1) Is ΔH the same as heat?

No. Heat is energy transferred; ΔH is a state-function change. At constant pressure, heat transferred to the system equals ΔH, which is why q_p can be used.

2) Why does water use c_p ≈ 4184 J/(kg·K)?

Liquid water stores heat efficiently. Near room temperature, its specific heat is close to 4184 J/(kg·K), making it a common calibration reference for simple calorimetry estimates.

3) Can I use °C for ΔT?

Yes.
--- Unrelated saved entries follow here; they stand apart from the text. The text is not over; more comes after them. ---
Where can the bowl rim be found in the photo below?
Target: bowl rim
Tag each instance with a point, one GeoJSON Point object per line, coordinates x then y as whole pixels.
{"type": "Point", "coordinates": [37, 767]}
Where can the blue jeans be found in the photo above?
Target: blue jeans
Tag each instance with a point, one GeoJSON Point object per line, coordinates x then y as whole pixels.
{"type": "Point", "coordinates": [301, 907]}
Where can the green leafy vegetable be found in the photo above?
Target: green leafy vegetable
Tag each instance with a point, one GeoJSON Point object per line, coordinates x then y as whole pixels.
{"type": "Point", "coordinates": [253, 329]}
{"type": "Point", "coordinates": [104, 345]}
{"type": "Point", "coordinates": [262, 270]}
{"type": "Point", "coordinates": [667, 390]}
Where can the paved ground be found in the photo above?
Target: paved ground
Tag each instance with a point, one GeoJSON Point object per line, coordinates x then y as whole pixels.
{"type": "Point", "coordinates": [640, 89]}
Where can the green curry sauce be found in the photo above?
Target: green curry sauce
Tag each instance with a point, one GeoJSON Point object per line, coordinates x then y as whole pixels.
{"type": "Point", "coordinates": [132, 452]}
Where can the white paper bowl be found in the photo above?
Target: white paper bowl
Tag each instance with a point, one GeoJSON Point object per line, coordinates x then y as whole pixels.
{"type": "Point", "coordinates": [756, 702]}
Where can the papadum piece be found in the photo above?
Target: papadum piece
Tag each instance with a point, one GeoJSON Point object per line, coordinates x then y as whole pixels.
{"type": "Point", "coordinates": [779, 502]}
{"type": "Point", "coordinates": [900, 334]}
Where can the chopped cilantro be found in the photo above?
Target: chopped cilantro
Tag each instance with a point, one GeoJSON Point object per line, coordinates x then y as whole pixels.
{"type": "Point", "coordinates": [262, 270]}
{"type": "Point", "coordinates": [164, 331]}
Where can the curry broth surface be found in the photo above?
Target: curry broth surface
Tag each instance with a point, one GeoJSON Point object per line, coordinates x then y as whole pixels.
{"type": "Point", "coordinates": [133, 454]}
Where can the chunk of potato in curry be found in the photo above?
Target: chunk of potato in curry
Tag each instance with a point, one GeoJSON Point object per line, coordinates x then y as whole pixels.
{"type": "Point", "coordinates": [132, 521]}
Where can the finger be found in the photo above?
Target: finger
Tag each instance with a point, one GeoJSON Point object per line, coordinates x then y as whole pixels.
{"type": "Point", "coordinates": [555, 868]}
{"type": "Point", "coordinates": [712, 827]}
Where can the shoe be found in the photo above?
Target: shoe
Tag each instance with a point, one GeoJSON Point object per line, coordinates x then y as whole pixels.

A temperature difference of 10 °C equals 10 K, so ΔT can be entered in either scale as long as it is a difference, not an absolute temperature.

4) What does “scale factor” mean here?

It multiplies the final ΔH. Use it to model multiple identical trials, different reaction extents, or batch totals when your inputs represent a single baseline scenario.

5) Why can bond-energy results differ from formation-data results?

Bond energies are averages and depend on molecular environment. Formation enthalpies are reference-state values for specific species, so they usually produce more accurate reaction enthalpies.

6) What should I enter for elements like O₂ in formation calculations?

For elements in their standard state, ΔHf° is defined as 0 kJ/mol. Enter 0 for species such as O₂(g) or N₂(g) in standard conditions.

7) How do I interpret a positive ΔH?

Positive ΔH indicates the system absorbs heat (endothermic). You may observe cooling of surroundings or require external heating to maintain temperature during the process.